Clinical manifestations
The lesions occur mainly on the face, but also on the upper chest and dorsum and shoulders, and occasionally on other sites; the periorbital skin is never involved. Patients almost always start with blackheads and oily seborrhea, and often with papules, nodules, pustules, abscesses, sinus tracts, or scarring. The various types of damage vary in size and depth, often with one or two of them predominating. The course of the disease is long, and most have no conscious symptoms. If inflammation is evident, it can cause pain and tenderness, and the symptoms are sometimes mild and severe. Most patients heal spontaneously or have reduced symptoms after puberty. Clinically, according to the main manifestations of the lesions, they can be divided into the following types.
1. Pitting acne
Blackhead acne is the main damage of acne. It is a cheese-like semi-solid stuffed at the mouth of the sebaceous glands of the hair follicles, and the outer end of the follicles is black.
2.Papular acne
The skin lesions are mainly inflammatory papules, small hard papules from millet to pea size, light red to dark red. There may be a blackheaded pimple in the center of the papule or a sebaceous plug with an unblackened tip.
3.Pustular acne
Pustular manifestations are predominant, with pustules the size of grains to green beans, follicular pustules and pustules formed at the top of the papule, with pus more viscous after breaking, leaving shallow scarring after healing.
4.Nodular acne
When the inflammation site is deeper, pustular acne can develop into thick-walled nodules of different sizes and a light red or purplish-red color.
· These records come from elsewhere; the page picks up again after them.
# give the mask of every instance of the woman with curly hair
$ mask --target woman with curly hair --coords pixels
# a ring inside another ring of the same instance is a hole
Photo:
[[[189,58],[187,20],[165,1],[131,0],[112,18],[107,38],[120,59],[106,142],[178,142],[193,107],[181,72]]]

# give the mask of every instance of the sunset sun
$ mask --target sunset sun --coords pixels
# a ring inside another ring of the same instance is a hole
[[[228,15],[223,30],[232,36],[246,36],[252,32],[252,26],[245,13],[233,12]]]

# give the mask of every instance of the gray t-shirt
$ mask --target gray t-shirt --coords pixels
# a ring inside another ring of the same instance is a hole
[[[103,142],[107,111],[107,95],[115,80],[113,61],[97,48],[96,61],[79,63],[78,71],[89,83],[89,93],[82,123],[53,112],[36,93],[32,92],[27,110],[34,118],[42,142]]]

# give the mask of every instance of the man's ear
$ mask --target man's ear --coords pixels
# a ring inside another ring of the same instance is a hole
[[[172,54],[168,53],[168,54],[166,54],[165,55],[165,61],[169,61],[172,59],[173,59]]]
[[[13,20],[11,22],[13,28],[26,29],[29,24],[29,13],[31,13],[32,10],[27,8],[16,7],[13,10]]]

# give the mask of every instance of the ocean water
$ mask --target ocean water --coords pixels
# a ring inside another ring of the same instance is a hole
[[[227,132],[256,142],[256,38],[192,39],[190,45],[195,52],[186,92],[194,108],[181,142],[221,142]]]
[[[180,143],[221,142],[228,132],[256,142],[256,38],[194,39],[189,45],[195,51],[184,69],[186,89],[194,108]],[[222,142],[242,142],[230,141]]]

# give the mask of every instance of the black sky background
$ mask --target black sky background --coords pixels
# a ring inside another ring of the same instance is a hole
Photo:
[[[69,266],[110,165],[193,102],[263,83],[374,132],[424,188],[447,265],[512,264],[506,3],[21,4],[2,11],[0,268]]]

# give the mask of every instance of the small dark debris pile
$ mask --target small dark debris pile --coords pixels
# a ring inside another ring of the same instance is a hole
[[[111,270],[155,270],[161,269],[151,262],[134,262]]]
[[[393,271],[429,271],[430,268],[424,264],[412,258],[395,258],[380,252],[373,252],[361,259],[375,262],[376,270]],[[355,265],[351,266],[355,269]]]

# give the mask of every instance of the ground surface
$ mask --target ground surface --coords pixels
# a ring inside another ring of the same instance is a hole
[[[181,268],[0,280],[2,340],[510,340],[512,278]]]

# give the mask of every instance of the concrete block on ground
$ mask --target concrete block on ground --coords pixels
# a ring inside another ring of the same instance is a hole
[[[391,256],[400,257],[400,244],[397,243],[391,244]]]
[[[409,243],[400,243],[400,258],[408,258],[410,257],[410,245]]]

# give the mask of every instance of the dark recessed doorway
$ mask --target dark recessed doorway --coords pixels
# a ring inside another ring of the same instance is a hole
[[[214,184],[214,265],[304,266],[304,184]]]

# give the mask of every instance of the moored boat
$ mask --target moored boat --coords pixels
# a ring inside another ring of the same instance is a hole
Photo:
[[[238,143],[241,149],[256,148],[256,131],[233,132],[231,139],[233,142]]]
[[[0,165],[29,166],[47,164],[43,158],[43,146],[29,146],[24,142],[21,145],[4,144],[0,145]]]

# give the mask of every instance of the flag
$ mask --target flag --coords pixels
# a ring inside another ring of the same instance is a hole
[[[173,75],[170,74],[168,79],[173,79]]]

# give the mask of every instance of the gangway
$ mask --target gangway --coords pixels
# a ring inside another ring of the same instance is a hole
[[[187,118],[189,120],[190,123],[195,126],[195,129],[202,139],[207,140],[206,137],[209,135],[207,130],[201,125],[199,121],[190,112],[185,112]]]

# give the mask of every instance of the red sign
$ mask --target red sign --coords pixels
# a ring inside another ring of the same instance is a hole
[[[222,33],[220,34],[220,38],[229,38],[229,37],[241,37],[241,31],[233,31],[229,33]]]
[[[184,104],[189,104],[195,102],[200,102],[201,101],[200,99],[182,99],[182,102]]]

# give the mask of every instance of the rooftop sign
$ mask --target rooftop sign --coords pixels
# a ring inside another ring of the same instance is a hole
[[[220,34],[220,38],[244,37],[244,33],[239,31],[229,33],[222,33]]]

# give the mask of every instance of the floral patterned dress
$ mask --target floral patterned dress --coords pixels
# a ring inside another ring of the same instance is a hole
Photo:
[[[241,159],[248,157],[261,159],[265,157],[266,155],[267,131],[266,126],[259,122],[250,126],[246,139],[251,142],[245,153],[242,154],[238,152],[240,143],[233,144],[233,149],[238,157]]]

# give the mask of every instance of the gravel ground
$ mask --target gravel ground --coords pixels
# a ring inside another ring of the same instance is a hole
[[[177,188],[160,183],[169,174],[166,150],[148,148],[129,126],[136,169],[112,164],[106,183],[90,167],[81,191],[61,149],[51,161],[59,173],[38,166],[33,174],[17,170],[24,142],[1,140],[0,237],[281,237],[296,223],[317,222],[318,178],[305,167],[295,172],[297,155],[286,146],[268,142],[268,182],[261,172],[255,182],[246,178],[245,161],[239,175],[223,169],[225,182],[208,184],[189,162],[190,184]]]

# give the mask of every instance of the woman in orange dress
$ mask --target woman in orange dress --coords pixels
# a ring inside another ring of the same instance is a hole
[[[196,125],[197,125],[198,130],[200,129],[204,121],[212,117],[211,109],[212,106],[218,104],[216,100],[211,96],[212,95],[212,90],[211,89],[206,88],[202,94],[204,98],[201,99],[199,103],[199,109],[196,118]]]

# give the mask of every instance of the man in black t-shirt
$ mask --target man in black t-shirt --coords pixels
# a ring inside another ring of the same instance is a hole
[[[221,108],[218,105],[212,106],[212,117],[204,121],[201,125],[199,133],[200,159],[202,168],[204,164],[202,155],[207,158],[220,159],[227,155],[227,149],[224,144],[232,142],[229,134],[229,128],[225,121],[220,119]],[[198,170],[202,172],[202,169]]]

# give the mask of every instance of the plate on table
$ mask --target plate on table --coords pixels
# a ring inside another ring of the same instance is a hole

Some are located deeper and have significant elevation while in a hemispherical or conical shape. They can persist for a long time or be gradually absorbed, and some pus ulcerate to form significant scarring.
5.Atrophic acne
Papular or pustular damage destroys the glands and causes pit-like atrophic scarring. Fibrotic changes and atrophy can be caused by ulcerated pustules or naturally absorbed papules and pustules.
6.Cystic acne
The formation of sebaceous cysts of different sizes, often secondary to purulent infection, often bleeding jelly-like pus after rupture, while inflammation is often not heavy, and later the formation of sinus tracts and scarring front.
7.Coalescent acne
It is the most serious type of damage, with polymorphic lesions, many pimples, papules, pustules, abscesses, cysts and sinus tracts, scarring and keloidal clusters occurring.